The town of Pistoia provides a good example of how the city fathers coped with the crisis, as here the civil ordinances published during the Black Death have survived. On 2 May 1348, when the first reports of cases were coming in, the council drew up its first set of preventative measures. No one was to visit any area where plague was already raging, such as Pisa; if anyone was already there, they were forbidden to come back. No goods were to be imported into the town, including corpses. Markets were monitored closely, with only local produce being allowed to be offered for sale. Funerals were to be family-only affairs, and bells were not to be rung. Town criers and trumpeters were likewise silenced. Three weeks later, on 23 May, the travel restrictions were lifted, as, by now, regardless of whether one went to Pisa or not, one was just as likely to catch the plague in Pistoia. Food regulations, on the other hand, were tightened up. On 4 June, a team of town gravediggers was appointed; no one else was to bury bodies but these 16 men. On 13 June, the rules for the defence of the town were redrafted, to allow the rich to choose a proxy to serve in the ranks for them if they so desired. This is unusual, as despite their obvious advantages of wealth, Church and State did their inadequate best to protect all members of society during the Black Death.
Although in Pistoia, the council did as much as they could to limit the damage, in Orvieto the council performed less conscientiously. The town had around 12,000 inhabitants and had been prosperous, despite heavy losses incurred during the ceaseless struggles between the Guelphs and the Ghibellines. The political uncertainty and instability this produced, in addition to the famines of 1346 and 1347, had crippled Orvieto’s economy and, by the time the Black Death struck in the spring of 1348, the average Orvieta
n was in no mood for yet more disaster. The town council met on 12 March, and all mention of disaster was studiously avoided. The plague was raging 80 miles away in Florence, and perhaps they felt that there was nothing they could do to avoid it. The town had one doctor and one surgeon, who both worked full time. There were also a good half dozen citizens who were qualified in medicine and could be prevailed upon to offer their services as and when the need arose. For a town of Orvieto’s size, this was not bad going. There was only one properly equipped hospital, however, with several other institutions managing as best they could on private donations and worse facilities. Public hygiene, as in most mediaeval cities, was virtually non-existent. In repeated – and seemingly ineffectual – ordinances, the council forbade such traditional street activities as the rearing of animals, the tanning of skins and the disposal of waste from windows.
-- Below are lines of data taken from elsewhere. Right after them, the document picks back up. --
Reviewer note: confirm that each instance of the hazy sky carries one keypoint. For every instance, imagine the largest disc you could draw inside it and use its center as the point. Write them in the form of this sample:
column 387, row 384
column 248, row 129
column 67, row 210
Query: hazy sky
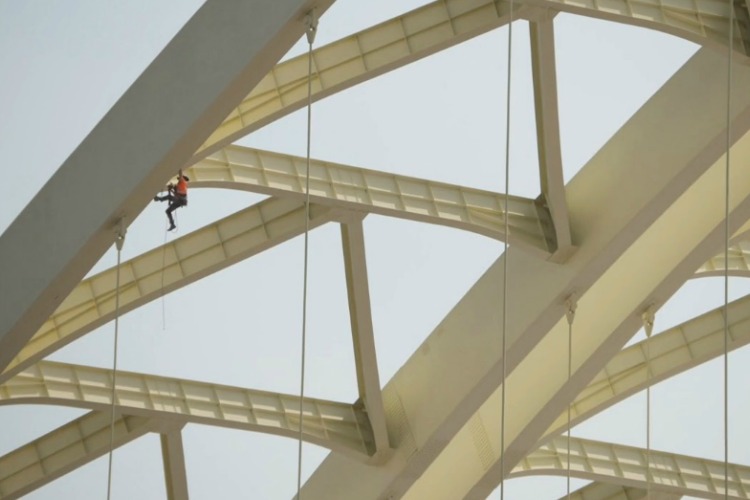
column 443, row 118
The Black Death hit Orvieto particularly hard: around 50 per cent of the population were dead within three months of its arrival in April 1348. Unlike Pistoia, no ordinances were published with preventative measures. In fact, the plague does not appear in city records until June, when a new council was elected. But it was too late: the plague was raging at near to full strength, and of the seven councillors elected, two were dead by 23 July and three more were in their graves by 7 August. Any pretence of trying to hold council meetings was scrapped; even the city’s most important religious ceremony, the procession of the Assumption, had to be abandoned.